New AI Twitch Stream Dropped
It’s called UnlimitedStream and it’s the Steamed Hams Simpsons short but recreated over and over and over again by an AI. It’s running on GPT-3, Tortoise text-to-speech, Unreal Engine, the Natural Language Toolkit, and Python. Here’s a good and very NSFW clip from the stream.
This Is Probably The Best Look At How Generative AI Works I’ve Ever Seen
First, let’s get this out of the way now. This Corridor Crew video is controversial and it’s also doesn’t look like “anime” and I don’t think it changed “animation forever,” as the title claims. But, if you’re looking for a really clear demonstration of how generative-AI tools like Stable Diffusion work, this is probably the best I’ve seen.
Also, unrelated to the AI stuff in the video, I thought the section around the 15-minute mark where they stage a virtual environment in Unreal Engine and shoot it like a physical location was just very neat.
They said that the whole project took a team of around five people about two months to complete and, yeah, for AI art and for a YouTube short, it looks pretty good tbh. As in, it looks like passable crap that can be iterated at scale endlessly. But the reason the video is so controversial is because the “anime” effect they used was created by scanning frames of the anime Vampire Hunter D (which looks much better than what Corridor Crew came up with). Stable Diffusion then tries its best to map each frame of live-action footage they shot in the style it learned from the Vampire Hunter D stills.

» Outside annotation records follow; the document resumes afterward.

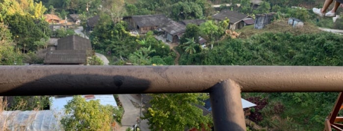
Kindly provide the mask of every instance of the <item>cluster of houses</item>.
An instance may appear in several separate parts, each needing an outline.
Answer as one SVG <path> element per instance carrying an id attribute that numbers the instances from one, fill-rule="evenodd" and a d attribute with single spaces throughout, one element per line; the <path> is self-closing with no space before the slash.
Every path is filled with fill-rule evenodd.
<path id="1" fill-rule="evenodd" d="M 229 19 L 230 23 L 228 28 L 231 30 L 255 23 L 255 20 L 252 17 L 229 10 L 222 10 L 213 15 L 212 19 L 216 22 Z M 144 34 L 151 30 L 161 32 L 165 41 L 172 43 L 180 43 L 181 37 L 185 32 L 187 24 L 193 23 L 199 25 L 206 22 L 205 20 L 197 19 L 177 22 L 161 14 L 125 17 L 123 20 L 129 23 L 129 29 L 139 33 Z"/>
<path id="2" fill-rule="evenodd" d="M 87 57 L 93 55 L 89 40 L 71 35 L 58 39 L 56 46 L 49 49 L 44 64 L 84 65 L 86 63 Z"/>
<path id="3" fill-rule="evenodd" d="M 61 19 L 58 16 L 50 14 L 47 14 L 43 16 L 46 22 L 51 24 L 50 27 L 51 30 L 54 31 L 62 27 L 69 27 L 75 23 L 79 23 L 81 22 L 78 14 L 69 15 L 70 19 L 67 19 L 65 16 L 64 19 Z"/>

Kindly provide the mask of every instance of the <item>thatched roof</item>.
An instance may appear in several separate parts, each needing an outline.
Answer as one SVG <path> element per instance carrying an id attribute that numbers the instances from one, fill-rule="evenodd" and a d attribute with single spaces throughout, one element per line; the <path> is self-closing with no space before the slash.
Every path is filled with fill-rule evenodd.
<path id="1" fill-rule="evenodd" d="M 186 31 L 185 25 L 174 21 L 170 21 L 159 28 L 173 36 L 185 33 Z"/>
<path id="2" fill-rule="evenodd" d="M 139 27 L 158 26 L 170 21 L 164 15 L 133 16 L 132 19 Z"/>
<path id="3" fill-rule="evenodd" d="M 53 14 L 45 14 L 43 15 L 44 17 L 45 17 L 45 21 L 48 22 L 50 20 L 57 20 L 57 21 L 60 21 L 61 19 L 58 17 L 58 16 Z"/>
<path id="4" fill-rule="evenodd" d="M 69 16 L 70 16 L 70 18 L 74 21 L 80 20 L 79 14 L 70 14 Z"/>
<path id="5" fill-rule="evenodd" d="M 87 20 L 87 25 L 91 27 L 94 27 L 96 24 L 98 24 L 99 20 L 100 19 L 99 16 L 95 16 Z"/>
<path id="6" fill-rule="evenodd" d="M 57 50 L 90 49 L 92 49 L 90 41 L 78 35 L 69 36 L 57 40 Z"/>
<path id="7" fill-rule="evenodd" d="M 3 110 L 0 112 L 1 131 L 61 131 L 64 114 L 51 110 Z"/>
<path id="8" fill-rule="evenodd" d="M 181 22 L 185 25 L 187 25 L 189 23 L 193 23 L 196 24 L 197 25 L 200 25 L 202 23 L 205 22 L 206 20 L 203 19 L 196 19 L 196 20 L 184 20 L 181 21 Z"/>
<path id="9" fill-rule="evenodd" d="M 212 16 L 213 19 L 219 21 L 224 21 L 227 18 L 230 20 L 230 23 L 231 24 L 235 24 L 247 17 L 248 17 L 247 15 L 229 10 L 222 10 L 219 13 Z"/>
<path id="10" fill-rule="evenodd" d="M 54 50 L 47 53 L 45 64 L 79 64 L 86 61 L 86 51 L 80 50 Z"/>

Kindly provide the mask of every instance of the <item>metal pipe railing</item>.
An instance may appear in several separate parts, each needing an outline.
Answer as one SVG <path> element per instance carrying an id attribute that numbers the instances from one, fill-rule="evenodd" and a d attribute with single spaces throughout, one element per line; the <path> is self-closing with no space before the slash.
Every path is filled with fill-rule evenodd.
<path id="1" fill-rule="evenodd" d="M 242 92 L 343 91 L 343 67 L 0 66 L 0 95 L 202 92 L 231 79 Z"/>
<path id="2" fill-rule="evenodd" d="M 214 129 L 245 131 L 240 91 L 343 91 L 343 67 L 0 66 L 0 96 L 209 92 Z"/>

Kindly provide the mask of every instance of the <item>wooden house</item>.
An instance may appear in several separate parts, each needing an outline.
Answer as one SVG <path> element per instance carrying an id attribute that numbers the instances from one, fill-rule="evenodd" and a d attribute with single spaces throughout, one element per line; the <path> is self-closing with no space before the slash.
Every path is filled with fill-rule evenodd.
<path id="1" fill-rule="evenodd" d="M 81 50 L 53 50 L 47 53 L 45 65 L 79 65 L 86 62 L 86 52 Z"/>
<path id="2" fill-rule="evenodd" d="M 44 59 L 45 65 L 84 65 L 87 57 L 92 56 L 89 40 L 72 35 L 57 40 L 56 50 L 48 51 Z"/>
<path id="3" fill-rule="evenodd" d="M 166 41 L 175 43 L 180 42 L 181 35 L 186 32 L 185 24 L 172 21 L 161 26 L 159 28 L 163 31 Z"/>
<path id="4" fill-rule="evenodd" d="M 229 10 L 222 10 L 212 16 L 212 19 L 217 22 L 225 20 L 227 18 L 230 20 L 228 28 L 231 30 L 239 29 L 245 25 L 254 24 L 250 22 L 251 21 L 248 20 L 253 20 L 249 16 Z M 246 22 L 249 22 L 247 23 Z"/>
<path id="5" fill-rule="evenodd" d="M 164 15 L 133 16 L 124 17 L 123 20 L 129 23 L 130 29 L 137 30 L 141 34 L 156 30 L 170 21 Z"/>
<path id="6" fill-rule="evenodd" d="M 80 19 L 79 14 L 70 14 L 69 16 L 76 23 L 80 23 L 81 22 L 81 19 Z"/>
<path id="7" fill-rule="evenodd" d="M 78 35 L 71 35 L 57 40 L 57 50 L 92 50 L 89 39 Z"/>
<path id="8" fill-rule="evenodd" d="M 56 15 L 47 14 L 43 15 L 43 17 L 45 18 L 45 21 L 50 23 L 53 22 L 55 23 L 59 23 L 61 21 L 61 19 Z"/>

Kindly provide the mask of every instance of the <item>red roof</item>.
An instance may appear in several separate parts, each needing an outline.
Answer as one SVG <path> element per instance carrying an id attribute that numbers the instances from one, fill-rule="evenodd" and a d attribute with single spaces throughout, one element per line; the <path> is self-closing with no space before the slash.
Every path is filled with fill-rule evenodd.
<path id="1" fill-rule="evenodd" d="M 243 21 L 244 22 L 246 23 L 246 24 L 248 25 L 253 24 L 255 23 L 255 20 L 251 18 L 249 18 L 243 20 Z"/>

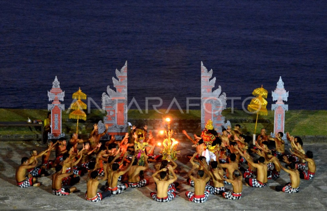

Here’s my question. If you’re going to spend months making a video like this. And you’re going to pay people to make this and even hire a guy to do the music to go with it. Couldn’t you achieve the same effect with an original artist? Like unless I’m missing something, couldn’t you hire a human artist to draw keyframes and use those to style your rotoscoped footage? Also, there’s a whole issue where the AI can’t render a beard because no one in the source anime had a beard. So they have to go and make new images to teach the AI what a beard looks like. Literally all of this would probably have been faster with a human artist working with them.